Jeremy Corbyn promised to carry on reminding voters in Conservative marginals that there “is an alternative” as he continued his election-style summer campaign with visits to two Tory-held seats on the south coast on Saturday.
The Labour leader told supporters in Southampton that Theresa May’s party should “step aside” for a Labour “government in waiting”, while he told fans in Bournemouth that there were “no no-go areas anywhere in the country” for his party.
Corbyn, who spoke for 45 minutes to dozens of supporters at a hotel in the traditional Tory stronghold, joked with supporters who peered through windows from outside – turning to them and saying: “Hello outside, I did not realise you were all out here.”

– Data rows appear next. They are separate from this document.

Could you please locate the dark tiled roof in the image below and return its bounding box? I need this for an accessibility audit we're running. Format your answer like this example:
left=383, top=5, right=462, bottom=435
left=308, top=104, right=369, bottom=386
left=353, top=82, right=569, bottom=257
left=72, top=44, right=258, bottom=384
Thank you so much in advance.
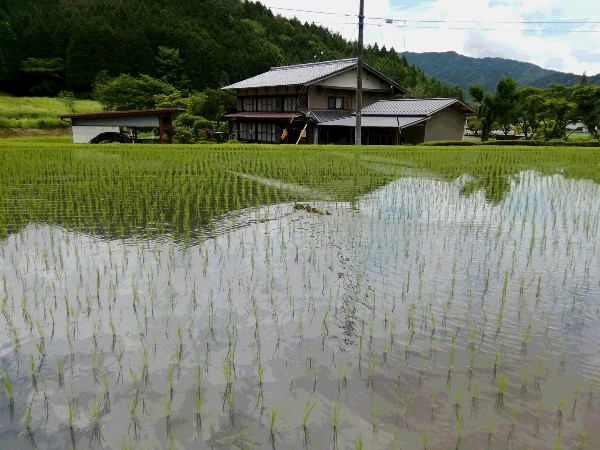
left=225, top=112, right=302, bottom=120
left=319, top=115, right=429, bottom=128
left=304, top=109, right=352, bottom=123
left=362, top=98, right=475, bottom=116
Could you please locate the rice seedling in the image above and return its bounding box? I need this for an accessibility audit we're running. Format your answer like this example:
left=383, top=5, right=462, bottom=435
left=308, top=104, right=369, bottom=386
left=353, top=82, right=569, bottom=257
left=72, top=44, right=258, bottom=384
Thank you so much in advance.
left=164, top=395, right=172, bottom=439
left=90, top=397, right=104, bottom=445
left=506, top=406, right=517, bottom=445
left=269, top=407, right=277, bottom=448
left=128, top=393, right=141, bottom=441
left=571, top=383, right=579, bottom=420
left=471, top=383, right=479, bottom=414
left=455, top=416, right=463, bottom=449
left=302, top=402, right=317, bottom=448
left=331, top=400, right=340, bottom=448
left=556, top=397, right=565, bottom=430
left=29, top=355, right=37, bottom=392
left=573, top=431, right=586, bottom=450
left=67, top=400, right=75, bottom=448
left=421, top=428, right=429, bottom=450
left=587, top=377, right=599, bottom=408
left=100, top=373, right=110, bottom=415
left=487, top=417, right=494, bottom=449
left=454, top=389, right=461, bottom=420
left=496, top=374, right=508, bottom=414
left=194, top=367, right=202, bottom=436
left=21, top=405, right=38, bottom=449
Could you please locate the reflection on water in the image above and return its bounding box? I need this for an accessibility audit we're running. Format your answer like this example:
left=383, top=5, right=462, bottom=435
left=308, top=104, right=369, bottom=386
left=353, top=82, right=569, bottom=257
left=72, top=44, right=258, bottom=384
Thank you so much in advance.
left=0, top=172, right=600, bottom=449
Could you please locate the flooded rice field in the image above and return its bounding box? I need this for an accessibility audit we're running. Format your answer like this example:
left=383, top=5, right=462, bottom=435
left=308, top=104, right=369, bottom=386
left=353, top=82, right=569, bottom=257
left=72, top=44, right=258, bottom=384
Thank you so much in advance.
left=0, top=149, right=600, bottom=449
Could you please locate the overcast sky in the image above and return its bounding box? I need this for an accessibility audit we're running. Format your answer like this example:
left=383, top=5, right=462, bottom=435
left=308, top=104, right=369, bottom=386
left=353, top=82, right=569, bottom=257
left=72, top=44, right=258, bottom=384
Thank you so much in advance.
left=261, top=0, right=600, bottom=75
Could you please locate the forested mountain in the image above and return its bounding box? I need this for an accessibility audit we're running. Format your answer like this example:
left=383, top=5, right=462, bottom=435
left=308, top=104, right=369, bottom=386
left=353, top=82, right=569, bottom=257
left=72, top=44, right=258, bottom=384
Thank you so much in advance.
left=0, top=0, right=462, bottom=98
left=401, top=52, right=600, bottom=92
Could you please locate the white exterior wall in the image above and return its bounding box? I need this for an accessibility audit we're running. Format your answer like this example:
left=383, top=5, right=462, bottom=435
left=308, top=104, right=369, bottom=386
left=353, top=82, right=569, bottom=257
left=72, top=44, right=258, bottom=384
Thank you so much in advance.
left=425, top=108, right=467, bottom=142
left=319, top=69, right=392, bottom=94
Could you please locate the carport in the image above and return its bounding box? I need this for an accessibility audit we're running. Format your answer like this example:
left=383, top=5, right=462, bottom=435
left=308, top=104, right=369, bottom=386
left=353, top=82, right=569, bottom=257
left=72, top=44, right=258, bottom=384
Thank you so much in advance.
left=59, top=108, right=185, bottom=144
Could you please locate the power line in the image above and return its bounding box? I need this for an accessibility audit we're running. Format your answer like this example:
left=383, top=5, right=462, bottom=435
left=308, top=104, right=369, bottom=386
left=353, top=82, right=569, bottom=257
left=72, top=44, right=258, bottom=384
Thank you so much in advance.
left=268, top=6, right=600, bottom=25
left=312, top=21, right=600, bottom=33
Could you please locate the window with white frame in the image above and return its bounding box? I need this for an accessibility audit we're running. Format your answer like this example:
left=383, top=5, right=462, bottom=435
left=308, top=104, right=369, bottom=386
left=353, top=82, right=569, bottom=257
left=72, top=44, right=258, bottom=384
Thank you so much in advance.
left=257, top=97, right=275, bottom=111
left=327, top=97, right=352, bottom=109
left=256, top=123, right=277, bottom=142
left=283, top=97, right=296, bottom=112
left=238, top=122, right=254, bottom=141
left=243, top=98, right=256, bottom=111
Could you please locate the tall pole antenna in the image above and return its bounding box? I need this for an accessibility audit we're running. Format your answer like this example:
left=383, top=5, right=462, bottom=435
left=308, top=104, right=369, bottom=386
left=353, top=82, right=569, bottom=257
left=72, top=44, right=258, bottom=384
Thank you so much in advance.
left=354, top=0, right=365, bottom=145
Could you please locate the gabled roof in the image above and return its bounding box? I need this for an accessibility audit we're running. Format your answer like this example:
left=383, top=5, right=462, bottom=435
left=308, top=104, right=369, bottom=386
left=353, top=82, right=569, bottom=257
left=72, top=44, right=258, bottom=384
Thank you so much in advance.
left=319, top=116, right=429, bottom=128
left=362, top=98, right=475, bottom=116
left=222, top=58, right=408, bottom=93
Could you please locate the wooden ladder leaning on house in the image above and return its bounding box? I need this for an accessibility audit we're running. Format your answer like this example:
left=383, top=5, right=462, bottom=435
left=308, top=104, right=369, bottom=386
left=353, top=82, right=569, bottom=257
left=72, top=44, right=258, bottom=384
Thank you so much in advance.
left=280, top=85, right=308, bottom=145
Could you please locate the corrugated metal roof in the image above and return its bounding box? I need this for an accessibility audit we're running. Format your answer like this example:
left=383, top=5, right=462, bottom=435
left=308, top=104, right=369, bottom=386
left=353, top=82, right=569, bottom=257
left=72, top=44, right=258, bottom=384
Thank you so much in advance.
left=319, top=116, right=429, bottom=128
left=362, top=98, right=475, bottom=116
left=58, top=108, right=185, bottom=119
left=222, top=58, right=408, bottom=94
left=225, top=112, right=302, bottom=120
left=223, top=58, right=357, bottom=89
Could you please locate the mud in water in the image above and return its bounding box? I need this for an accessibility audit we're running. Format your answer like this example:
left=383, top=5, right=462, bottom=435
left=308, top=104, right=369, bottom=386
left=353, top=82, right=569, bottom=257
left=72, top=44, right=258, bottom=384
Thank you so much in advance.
left=0, top=172, right=600, bottom=449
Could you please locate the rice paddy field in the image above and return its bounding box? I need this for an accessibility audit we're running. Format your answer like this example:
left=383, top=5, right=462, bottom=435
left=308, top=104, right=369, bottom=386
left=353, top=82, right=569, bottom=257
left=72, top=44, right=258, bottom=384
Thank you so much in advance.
left=0, top=140, right=600, bottom=449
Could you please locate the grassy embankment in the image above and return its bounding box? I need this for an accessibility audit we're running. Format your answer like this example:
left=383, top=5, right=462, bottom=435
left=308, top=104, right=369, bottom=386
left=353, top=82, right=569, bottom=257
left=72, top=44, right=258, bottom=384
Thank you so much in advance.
left=0, top=93, right=101, bottom=137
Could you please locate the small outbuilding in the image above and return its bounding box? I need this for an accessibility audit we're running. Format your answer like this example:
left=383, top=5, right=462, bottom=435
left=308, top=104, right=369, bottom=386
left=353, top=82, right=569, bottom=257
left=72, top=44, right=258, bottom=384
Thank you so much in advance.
left=319, top=98, right=475, bottom=145
left=59, top=108, right=185, bottom=144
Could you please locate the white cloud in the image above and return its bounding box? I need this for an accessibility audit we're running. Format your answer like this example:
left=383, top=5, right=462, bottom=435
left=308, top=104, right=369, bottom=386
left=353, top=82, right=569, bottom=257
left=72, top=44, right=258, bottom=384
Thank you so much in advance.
left=261, top=0, right=600, bottom=75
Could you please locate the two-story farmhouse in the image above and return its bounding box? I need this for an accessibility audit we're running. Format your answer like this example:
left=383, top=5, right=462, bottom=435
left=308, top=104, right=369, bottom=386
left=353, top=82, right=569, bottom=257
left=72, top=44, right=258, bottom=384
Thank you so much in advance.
left=223, top=58, right=474, bottom=145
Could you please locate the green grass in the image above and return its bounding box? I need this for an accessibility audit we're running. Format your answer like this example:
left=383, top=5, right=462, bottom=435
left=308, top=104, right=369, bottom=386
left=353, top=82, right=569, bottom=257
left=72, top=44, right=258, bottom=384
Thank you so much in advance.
left=0, top=143, right=600, bottom=243
left=0, top=93, right=101, bottom=129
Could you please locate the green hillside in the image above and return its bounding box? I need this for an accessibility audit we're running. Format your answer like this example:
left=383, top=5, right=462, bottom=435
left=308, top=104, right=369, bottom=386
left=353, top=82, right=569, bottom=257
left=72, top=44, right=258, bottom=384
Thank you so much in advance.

The hotel is in the constituency of Bournemouth West, which has been Conservative since its creation in 1950, but saw a 6.6% swing to Labour that cut the Tory majority almost in half in June.
Corbyn said: “We have got to reach out to everybody all over the whole country, and so this is one of many visits I am making to constituencies – particularly Tory-held marginals, which I think need to be reminded that there is an alternative and that we offer it.
“So I’ve promised I will visit all 73 of the Tory-held marginals all over the country, and I have got 35 of those planned between now and party conference in September.
“So the election was just a huge dress rehearsal for the next election.”
Corbyn spoke at length about a variety of issues including bus and train services, education, music in schools and homelessness.
He also promised he would never use personal abuse and urged Labour supporters not to either.
He said: “I understand some of our national daily newspapers are quite hostile to us … it doesn’t bother me because I don’t read it.
“They write all this stuff. I will not, and never do, respond to that stuff and I don’t use that kind of language about anybody.
“I am not getting in the gutter … we need to set an example of not using personal abuse to anybody at any time, including on social media.”
Commenting on his visit to Brussels on Thursday, Corbyn said a Labour government would have a foreign policy based on “human rights, justice, democracy and environmental sustainability”.